One developer reported going from $29 a month to $750. Another reported $50 climbing to $3,000. Both were running normal agentic sessions against large repositories, the kind of work that looked free under Copilot's old flat-rate subscription and now costs between $0.10 and $0.30 per 1,000 tokens billed through the AI Credits system.

On June 1, 2026, Copilot completed the shift to usage-based billing, meaning every suggestion, chat completion, and code review now consumes credits against a monthly budget. For developers on the $10 Pro plan, Opus models are gone. For students, premium model access is gone. GitHub introduced a new $100-per-month Max tier with 20,000 credits — roughly $200 of usage — for sustained heavy workloads.

What the billing change actually means for your sprint budget

The bills aren't edge cases from unusual usage. They result from running normal agentic sessions with models like Claude 3.7 Sonnet or GPT-4o against large codebases, which cost between $0.10 and $0.30 per 1,000 tokens under Copilot's AI Credits system. Once baseline premium requests are exhausted, each subsequent agent action costs roughly $0.01. A heavy debugging session can execute dozens of hidden prompts, silently racking up large overage fees.

As of May 2026, GitHub paused new signups for individual Copilot plans to manage demand and serve existing customers. Existing subscribers retain access. The practical effect for someone trying to onboard a new developer today: they can't get a Pro plan at all.

The alternatives don't all solve the problem the same way. Claude Code's interactive plan has no per-token ceiling. Pro costs $20 per month, Max 5x costs $100, Max 20x costs $200 — flat rates for interactive sessions in the terminal. A billing split arriving June 15, 2026 creates a separate credit pool for programmatic and API use — the Agent SDK and pipeline runs — but manual terminal sessions remain covered under the flat rate.

Windsurf is now Devin Desktop as of June 2, 2026. Cognition retired the Windsurf brand, relaunching the IDE as Devin Desktop with the Agent Command Center as the default surface and support for the open Agent Client Protocol, so Codex, Claude Agent, OpenCode, and other ACP agents run inside it. The rename matters for teams that had Windsurf in their toolchain documentation — the product is the same binary, but the brand is gone.

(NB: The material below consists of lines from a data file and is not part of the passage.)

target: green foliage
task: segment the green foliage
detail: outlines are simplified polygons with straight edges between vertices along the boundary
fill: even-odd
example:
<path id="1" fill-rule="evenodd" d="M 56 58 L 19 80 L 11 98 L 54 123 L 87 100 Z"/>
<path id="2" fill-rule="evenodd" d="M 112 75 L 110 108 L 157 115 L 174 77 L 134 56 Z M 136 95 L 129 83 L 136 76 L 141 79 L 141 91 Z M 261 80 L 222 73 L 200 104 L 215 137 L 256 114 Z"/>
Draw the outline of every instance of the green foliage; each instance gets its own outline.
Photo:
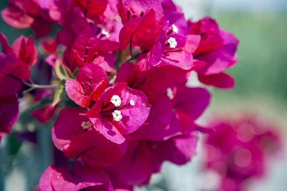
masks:
<path id="1" fill-rule="evenodd" d="M 65 89 L 65 83 L 66 80 L 61 80 L 59 82 L 58 87 L 55 92 L 54 99 L 52 103 L 52 106 L 54 107 L 60 102 L 67 94 Z"/>

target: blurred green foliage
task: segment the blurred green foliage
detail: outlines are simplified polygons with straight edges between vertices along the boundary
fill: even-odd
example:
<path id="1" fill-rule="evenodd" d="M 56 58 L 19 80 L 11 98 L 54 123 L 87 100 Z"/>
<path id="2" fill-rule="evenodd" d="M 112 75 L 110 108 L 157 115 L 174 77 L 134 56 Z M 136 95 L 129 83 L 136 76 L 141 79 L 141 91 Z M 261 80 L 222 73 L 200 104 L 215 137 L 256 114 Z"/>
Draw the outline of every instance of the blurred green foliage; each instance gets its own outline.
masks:
<path id="1" fill-rule="evenodd" d="M 287 14 L 281 12 L 220 12 L 215 18 L 221 27 L 241 41 L 239 61 L 228 70 L 235 88 L 216 90 L 220 96 L 247 97 L 264 94 L 287 101 Z"/>

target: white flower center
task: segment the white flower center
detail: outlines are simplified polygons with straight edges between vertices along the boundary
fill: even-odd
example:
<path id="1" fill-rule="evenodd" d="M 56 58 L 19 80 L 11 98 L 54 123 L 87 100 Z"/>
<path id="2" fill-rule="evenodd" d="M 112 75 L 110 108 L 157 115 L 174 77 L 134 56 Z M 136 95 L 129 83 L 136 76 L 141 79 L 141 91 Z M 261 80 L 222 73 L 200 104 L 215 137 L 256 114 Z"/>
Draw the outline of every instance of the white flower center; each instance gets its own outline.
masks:
<path id="1" fill-rule="evenodd" d="M 171 48 L 175 48 L 177 46 L 177 42 L 174 38 L 170 37 L 167 40 L 167 42 L 169 43 L 169 47 Z"/>
<path id="2" fill-rule="evenodd" d="M 110 36 L 110 33 L 104 28 L 102 29 L 102 34 L 104 35 L 106 35 L 107 38 L 108 38 Z"/>
<path id="3" fill-rule="evenodd" d="M 171 25 L 171 27 L 172 27 L 173 31 L 176 33 L 179 33 L 179 29 L 177 28 L 177 27 L 175 25 L 173 24 L 172 25 Z"/>
<path id="4" fill-rule="evenodd" d="M 83 121 L 81 125 L 83 128 L 84 129 L 89 129 L 92 127 L 92 123 L 90 121 Z"/>
<path id="5" fill-rule="evenodd" d="M 116 121 L 120 121 L 123 118 L 123 116 L 121 114 L 121 111 L 118 110 L 115 110 L 113 112 L 113 117 L 114 118 L 114 120 Z"/>
<path id="6" fill-rule="evenodd" d="M 131 105 L 134 105 L 135 101 L 132 99 L 131 99 L 131 101 L 129 101 L 129 104 Z"/>
<path id="7" fill-rule="evenodd" d="M 173 95 L 173 91 L 170 88 L 166 89 L 166 96 L 169 98 L 170 99 L 172 99 L 174 97 Z"/>
<path id="8" fill-rule="evenodd" d="M 120 106 L 122 103 L 122 100 L 120 97 L 117 95 L 114 95 L 110 99 L 110 102 L 116 107 Z"/>

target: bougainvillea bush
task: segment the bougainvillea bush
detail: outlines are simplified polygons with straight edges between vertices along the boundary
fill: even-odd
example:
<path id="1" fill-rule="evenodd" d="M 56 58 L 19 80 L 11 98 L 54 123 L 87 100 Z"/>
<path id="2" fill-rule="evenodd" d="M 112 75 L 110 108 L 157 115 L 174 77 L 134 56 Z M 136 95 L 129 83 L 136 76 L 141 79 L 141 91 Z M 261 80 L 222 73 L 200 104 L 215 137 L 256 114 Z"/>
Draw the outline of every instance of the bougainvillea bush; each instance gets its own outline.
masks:
<path id="1" fill-rule="evenodd" d="M 211 18 L 187 20 L 170 0 L 10 0 L 1 15 L 35 36 L 11 46 L 0 34 L 1 134 L 17 120 L 17 98 L 32 96 L 29 115 L 57 117 L 52 138 L 69 160 L 46 169 L 42 190 L 132 190 L 164 161 L 186 163 L 197 132 L 213 131 L 195 122 L 211 95 L 186 86 L 191 72 L 234 85 L 224 70 L 238 40 Z"/>
<path id="2" fill-rule="evenodd" d="M 219 177 L 216 190 L 248 190 L 249 179 L 263 177 L 273 158 L 282 156 L 284 137 L 275 123 L 258 114 L 228 115 L 210 123 L 215 131 L 204 141 L 203 169 Z"/>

Benchmark scores, speeds, and where each tool actually wins

Claude Opus 4.8, released May 29, 2026, scores 88.6% on SWE-bench Verified — the highest of any model available today. SWE-bench tests real GitHub issues against real codebases, meaning an 88.6% score represents the model correctly resolving nearly 9 in 10 benchmark software engineering tasks autonomously.

Cursor supplements Claude models with its own inference infrastructure running at 200-plus tokens per second for raw completion speed. Windsurf's headline number had been inference speed at 950 tokens per second — the fastest available before the Devin Desktop rebrand. Cursor restructured its Teams pricing in June 2026 into Standard seats at $32 per seat per month on an annual plan and new Premium seats at $96 per seat per month on an annual plan, offering 5x Standard usage.

The AGENTS.md convention turns the repo itself into the agent's onboarding guide, holding how to run tests, what style to follow, and where not to touch. Codex, Cursor, Copilot, and Windsurf all read it natively. OpenAI started it; Google, Cursor, and Sourcegraph joined; and since December 2025, it has sat under the Agentic AI Foundation at the Linux Foundation alongside MCP. Claude Code still reads its own CLAUDE.md, though the direction points toward a single instruction file that spans tools and makes agent behavior portable.

On SWE-bench Verified, leading scores now sit within a narrow band of each other as of mid-May 2026, and Cursor will happily run any of the models. The model gap that defined the tool wars in 2025 has largely closed. What hasn't closed is the billing structure gap.

What this costs a small shop running daily agents

For a small development team or solo founder using agentic sessions daily, the calculus is fairly direct. Developers who leverage continuous AI agents will inevitably push their real monthly costs into the $100 to $200 range regardless of which tool they pick at the power-user tier. The difference is whether that number is predictable. If budget predictability is the priority, Claude Code is the clearest option, using hard capacity walls instead of variable flex billing to eliminate invoice shock. It's increasingly common for developers to stack a cheap autocomplete tool with a heavy agentic engine to balance speed and deep reasoning while optimizing costs.

Annual costs for 10 developers vary significantly across tools: GitHub Copilot Business runs $2,280 per year; Kiro Pro $2,400 per year; Google Antigravity via AI Pro $2,400 per year; Cursor Teams Standard on an annual plan approximately $3,840 per year; and Devin Desktop Teams $4,800 per year. Claude Code Teams is negotiated per seat. None of those numbers include overage from agentic workloads — only Copilot's new model turns overage into an open variable.

The tool that billed developers $3,000 in June used to be the affordable one. The $20 tools are now the predictable ones. That's a meaningful inversion for any team managing a software budget by spreadsheet rather than by surprise.